Home is where I want to be
Pick me up and turn me round
I feel numb, born with a weak heart
I guess I must be having fun
The less we say about it the better
Make it up as we go along
Feet on the ground, head in the sky
It's okay, I know nothing's wrong, nothing



Though obviously Byrne's lyrical point of view lacks Bateman's homicidal tendencies, Miles Fisher's elaborate music video works because both narrators are hollow; Bateman's insistence that he is "simply not there" isn't far off from Byrne's self-descriptors in that first verse. Yet based on the highly accurate and representative source that is the SongMeanings.net comments section, "TMBTP" is still generally regarded as the height of new wave romance. Commenter benfoldsfan insists "This must be what finding real love is like," while UNCWDMBfan says "I love the lyric, "Did I find you or you find me?" i think thats true love...i have no idea what this song means, but its great, what love should be about." A couple of people mention it as a wedding song. There are a few voices of reason throughout (the aptly-usernamed brokenfireescape notes "i think everyone's reading of this song is way off. this is one of the most depressing songs i've ever heard") but the majority seem to think of it as lyrically equivalent to "My Heart Will Go On." It reminds me of the public perception of "Hey Ya" by Outkast - a song about the futility of love and commitment, with a music video that prominently features a coffin, somehow becomes the feel-good hit of the decade.

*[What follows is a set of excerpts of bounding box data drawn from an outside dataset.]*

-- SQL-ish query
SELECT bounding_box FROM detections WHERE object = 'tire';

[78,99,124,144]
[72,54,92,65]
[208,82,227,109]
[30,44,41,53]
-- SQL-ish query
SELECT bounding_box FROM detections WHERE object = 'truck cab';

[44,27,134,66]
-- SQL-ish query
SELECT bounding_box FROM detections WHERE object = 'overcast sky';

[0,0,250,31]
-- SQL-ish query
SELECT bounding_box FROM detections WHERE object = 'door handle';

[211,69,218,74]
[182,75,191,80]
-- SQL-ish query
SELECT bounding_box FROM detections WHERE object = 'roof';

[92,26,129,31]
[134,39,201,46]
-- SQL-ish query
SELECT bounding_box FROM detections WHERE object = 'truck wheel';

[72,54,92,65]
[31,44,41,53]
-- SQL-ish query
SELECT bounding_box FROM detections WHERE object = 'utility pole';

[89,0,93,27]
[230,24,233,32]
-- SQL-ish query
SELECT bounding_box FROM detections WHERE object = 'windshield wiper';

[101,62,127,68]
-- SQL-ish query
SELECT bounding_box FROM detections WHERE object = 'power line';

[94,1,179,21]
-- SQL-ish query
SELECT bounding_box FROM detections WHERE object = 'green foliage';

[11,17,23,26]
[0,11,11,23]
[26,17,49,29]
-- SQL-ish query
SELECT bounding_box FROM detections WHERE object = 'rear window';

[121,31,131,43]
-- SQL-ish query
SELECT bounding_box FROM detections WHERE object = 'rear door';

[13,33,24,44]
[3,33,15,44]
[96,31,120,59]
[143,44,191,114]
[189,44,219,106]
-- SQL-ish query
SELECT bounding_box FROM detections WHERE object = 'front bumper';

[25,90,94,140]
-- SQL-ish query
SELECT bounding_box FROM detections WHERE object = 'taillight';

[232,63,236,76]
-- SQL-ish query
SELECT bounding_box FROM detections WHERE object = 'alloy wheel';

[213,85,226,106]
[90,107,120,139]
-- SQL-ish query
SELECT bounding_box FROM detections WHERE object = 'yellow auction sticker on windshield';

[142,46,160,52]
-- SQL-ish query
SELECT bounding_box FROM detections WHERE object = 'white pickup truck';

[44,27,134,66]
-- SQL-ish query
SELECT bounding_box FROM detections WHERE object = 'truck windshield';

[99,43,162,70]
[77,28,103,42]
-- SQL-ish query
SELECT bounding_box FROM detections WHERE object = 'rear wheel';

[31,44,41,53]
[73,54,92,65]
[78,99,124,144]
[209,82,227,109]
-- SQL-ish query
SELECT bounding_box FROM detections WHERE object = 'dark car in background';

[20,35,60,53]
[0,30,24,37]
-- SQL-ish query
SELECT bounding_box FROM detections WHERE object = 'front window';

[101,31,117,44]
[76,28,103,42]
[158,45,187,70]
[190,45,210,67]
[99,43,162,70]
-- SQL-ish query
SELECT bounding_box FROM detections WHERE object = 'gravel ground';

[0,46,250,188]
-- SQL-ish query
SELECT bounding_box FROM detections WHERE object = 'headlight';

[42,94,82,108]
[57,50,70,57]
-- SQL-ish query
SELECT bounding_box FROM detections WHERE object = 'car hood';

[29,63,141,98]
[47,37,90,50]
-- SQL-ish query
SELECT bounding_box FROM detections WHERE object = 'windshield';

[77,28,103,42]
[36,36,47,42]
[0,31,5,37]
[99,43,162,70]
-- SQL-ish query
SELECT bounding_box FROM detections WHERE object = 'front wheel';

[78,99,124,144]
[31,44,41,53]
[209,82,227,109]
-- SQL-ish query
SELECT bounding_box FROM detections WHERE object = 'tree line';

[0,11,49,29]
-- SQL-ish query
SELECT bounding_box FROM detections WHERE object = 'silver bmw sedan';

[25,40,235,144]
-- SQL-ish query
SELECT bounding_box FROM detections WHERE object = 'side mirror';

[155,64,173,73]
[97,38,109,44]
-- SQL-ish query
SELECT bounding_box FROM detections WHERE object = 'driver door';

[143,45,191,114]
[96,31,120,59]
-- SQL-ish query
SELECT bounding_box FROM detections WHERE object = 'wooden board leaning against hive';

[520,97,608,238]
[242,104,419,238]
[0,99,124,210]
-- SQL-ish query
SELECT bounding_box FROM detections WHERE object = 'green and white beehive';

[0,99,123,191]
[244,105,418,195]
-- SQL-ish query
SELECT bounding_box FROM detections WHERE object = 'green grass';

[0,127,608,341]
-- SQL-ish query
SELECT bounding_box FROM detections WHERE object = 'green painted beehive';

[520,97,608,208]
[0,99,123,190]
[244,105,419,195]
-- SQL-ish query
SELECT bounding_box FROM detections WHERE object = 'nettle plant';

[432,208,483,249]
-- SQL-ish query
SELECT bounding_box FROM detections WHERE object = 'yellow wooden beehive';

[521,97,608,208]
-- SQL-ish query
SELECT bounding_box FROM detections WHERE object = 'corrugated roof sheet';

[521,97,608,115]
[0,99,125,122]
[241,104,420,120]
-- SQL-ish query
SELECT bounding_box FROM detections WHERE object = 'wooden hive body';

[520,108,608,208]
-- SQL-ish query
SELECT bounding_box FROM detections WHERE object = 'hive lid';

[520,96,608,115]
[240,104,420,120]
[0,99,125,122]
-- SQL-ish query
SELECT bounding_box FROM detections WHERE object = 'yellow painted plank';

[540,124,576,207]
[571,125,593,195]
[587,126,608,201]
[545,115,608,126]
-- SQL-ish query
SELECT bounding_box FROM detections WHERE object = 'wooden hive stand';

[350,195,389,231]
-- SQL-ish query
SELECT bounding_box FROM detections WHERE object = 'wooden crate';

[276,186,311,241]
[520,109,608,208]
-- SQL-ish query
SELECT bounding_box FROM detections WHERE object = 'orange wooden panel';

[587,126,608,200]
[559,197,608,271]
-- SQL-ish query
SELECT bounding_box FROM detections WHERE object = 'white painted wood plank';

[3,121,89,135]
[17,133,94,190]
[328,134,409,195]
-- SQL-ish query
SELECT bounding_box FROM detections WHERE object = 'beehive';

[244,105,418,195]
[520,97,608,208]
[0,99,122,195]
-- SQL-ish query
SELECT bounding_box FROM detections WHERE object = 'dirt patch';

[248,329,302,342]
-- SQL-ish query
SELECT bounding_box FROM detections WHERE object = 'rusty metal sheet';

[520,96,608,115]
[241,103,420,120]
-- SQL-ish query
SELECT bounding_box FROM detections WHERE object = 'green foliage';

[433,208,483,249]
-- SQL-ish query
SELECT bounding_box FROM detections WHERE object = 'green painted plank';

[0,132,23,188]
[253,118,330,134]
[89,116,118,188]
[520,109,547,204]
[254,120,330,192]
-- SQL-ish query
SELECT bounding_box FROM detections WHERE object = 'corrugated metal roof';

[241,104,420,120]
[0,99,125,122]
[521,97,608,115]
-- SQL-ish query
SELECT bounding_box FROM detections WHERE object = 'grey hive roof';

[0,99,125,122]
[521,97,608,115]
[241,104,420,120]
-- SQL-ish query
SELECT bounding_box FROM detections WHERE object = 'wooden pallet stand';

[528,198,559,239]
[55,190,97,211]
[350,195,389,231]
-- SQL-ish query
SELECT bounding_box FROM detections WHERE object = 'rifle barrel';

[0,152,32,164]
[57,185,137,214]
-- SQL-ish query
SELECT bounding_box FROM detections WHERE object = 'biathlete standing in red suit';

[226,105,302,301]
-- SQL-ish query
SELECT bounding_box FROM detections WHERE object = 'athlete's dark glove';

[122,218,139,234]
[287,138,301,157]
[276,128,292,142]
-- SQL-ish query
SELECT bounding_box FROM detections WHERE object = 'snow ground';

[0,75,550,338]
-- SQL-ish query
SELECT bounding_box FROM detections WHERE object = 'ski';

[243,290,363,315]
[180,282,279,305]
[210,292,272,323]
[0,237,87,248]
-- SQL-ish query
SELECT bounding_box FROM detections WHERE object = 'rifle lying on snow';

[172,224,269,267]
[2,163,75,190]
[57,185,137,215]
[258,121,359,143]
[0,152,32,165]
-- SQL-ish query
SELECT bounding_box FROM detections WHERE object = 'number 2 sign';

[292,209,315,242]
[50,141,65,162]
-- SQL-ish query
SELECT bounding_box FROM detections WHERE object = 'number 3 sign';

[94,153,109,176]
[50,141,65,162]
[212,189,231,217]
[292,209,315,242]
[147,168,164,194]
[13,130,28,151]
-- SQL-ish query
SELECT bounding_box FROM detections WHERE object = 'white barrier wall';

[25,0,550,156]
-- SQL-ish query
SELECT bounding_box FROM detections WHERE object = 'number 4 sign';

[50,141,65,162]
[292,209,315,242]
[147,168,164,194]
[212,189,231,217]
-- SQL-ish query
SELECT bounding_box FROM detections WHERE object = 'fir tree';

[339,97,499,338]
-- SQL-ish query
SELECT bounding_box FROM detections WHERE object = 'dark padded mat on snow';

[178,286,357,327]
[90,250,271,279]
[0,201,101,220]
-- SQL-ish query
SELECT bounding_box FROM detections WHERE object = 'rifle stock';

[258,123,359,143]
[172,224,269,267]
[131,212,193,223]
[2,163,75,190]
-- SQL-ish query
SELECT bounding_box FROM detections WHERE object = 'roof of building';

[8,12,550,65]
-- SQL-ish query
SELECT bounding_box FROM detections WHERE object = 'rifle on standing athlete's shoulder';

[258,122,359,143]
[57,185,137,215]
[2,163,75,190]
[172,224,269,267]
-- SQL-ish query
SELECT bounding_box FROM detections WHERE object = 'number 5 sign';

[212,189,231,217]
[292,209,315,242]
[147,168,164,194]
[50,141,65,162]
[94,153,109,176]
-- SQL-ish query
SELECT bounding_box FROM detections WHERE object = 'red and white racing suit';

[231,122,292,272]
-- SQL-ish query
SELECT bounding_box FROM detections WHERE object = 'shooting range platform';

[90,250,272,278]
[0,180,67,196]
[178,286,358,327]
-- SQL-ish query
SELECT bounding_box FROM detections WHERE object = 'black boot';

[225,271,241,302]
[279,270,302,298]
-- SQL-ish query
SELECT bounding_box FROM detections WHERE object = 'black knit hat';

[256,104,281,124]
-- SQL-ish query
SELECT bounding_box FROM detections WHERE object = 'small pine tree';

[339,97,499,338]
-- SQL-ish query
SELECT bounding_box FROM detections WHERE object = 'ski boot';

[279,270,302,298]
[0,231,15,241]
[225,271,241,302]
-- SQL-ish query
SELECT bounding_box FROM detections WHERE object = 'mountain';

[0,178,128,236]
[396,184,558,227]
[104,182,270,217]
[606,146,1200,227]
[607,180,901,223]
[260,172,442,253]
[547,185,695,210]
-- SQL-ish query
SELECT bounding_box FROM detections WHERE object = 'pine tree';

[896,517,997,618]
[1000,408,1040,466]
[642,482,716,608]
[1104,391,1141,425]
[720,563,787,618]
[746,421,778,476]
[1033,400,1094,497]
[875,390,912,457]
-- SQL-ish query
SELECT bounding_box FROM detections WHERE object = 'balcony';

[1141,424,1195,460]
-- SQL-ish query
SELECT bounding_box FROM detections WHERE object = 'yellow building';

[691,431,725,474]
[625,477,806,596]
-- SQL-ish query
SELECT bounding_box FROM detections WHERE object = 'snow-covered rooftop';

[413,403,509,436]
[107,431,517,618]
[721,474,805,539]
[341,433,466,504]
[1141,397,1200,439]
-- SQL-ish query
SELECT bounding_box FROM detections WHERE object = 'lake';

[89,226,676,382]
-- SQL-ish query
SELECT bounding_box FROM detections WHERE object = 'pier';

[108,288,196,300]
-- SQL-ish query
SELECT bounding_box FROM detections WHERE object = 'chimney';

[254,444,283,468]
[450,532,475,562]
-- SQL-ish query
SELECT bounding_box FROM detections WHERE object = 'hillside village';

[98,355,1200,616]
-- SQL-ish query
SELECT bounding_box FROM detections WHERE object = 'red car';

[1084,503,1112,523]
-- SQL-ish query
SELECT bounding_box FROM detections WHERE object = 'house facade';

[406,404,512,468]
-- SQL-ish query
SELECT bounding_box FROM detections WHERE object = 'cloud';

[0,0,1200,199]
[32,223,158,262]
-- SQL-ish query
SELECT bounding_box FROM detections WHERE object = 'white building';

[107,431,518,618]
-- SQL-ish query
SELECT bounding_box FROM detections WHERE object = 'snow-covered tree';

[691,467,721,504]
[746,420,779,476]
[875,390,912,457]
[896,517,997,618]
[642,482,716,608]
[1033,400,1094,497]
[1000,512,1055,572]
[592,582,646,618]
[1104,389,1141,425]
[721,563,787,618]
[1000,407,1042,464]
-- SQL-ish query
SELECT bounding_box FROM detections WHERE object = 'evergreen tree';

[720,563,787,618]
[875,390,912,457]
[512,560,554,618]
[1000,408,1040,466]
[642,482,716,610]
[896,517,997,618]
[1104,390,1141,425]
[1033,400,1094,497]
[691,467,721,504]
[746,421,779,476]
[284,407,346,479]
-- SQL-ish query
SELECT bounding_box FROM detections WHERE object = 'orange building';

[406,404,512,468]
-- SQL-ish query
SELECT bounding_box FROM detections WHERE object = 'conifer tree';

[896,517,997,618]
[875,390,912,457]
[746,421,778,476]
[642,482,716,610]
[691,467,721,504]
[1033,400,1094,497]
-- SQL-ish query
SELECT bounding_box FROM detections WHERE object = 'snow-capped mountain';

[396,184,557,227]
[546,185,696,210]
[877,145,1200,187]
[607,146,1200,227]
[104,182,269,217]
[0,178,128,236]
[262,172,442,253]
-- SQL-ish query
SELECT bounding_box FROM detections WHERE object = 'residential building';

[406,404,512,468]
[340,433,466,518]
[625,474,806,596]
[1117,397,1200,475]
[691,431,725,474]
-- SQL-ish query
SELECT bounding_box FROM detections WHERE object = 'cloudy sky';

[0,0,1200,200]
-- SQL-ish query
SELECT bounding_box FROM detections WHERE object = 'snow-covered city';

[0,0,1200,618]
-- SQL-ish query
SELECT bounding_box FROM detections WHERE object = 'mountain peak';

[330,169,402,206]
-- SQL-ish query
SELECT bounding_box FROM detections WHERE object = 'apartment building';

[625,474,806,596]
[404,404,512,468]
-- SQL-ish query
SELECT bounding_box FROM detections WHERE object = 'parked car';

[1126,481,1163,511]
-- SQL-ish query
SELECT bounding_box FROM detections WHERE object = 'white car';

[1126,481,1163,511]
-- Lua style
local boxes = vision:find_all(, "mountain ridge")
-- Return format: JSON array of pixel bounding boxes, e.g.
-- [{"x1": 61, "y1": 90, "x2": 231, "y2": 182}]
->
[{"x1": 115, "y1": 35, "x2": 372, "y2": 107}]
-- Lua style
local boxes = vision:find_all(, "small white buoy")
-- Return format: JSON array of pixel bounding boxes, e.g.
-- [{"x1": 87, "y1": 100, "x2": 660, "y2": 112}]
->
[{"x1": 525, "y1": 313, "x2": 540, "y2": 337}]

Personally, I'm pretty content to have my favorite song be horrifically depressing. Besides, "This Must Be the Place" is successful because, not in spite of, the inherent contradictions and disparity between its lyrical content and listener perception. It's a Talking Heads "Choose Your Own Adventure" game, where one can emphasize the beautiful sentiment over the crushing doubt, or vice versa.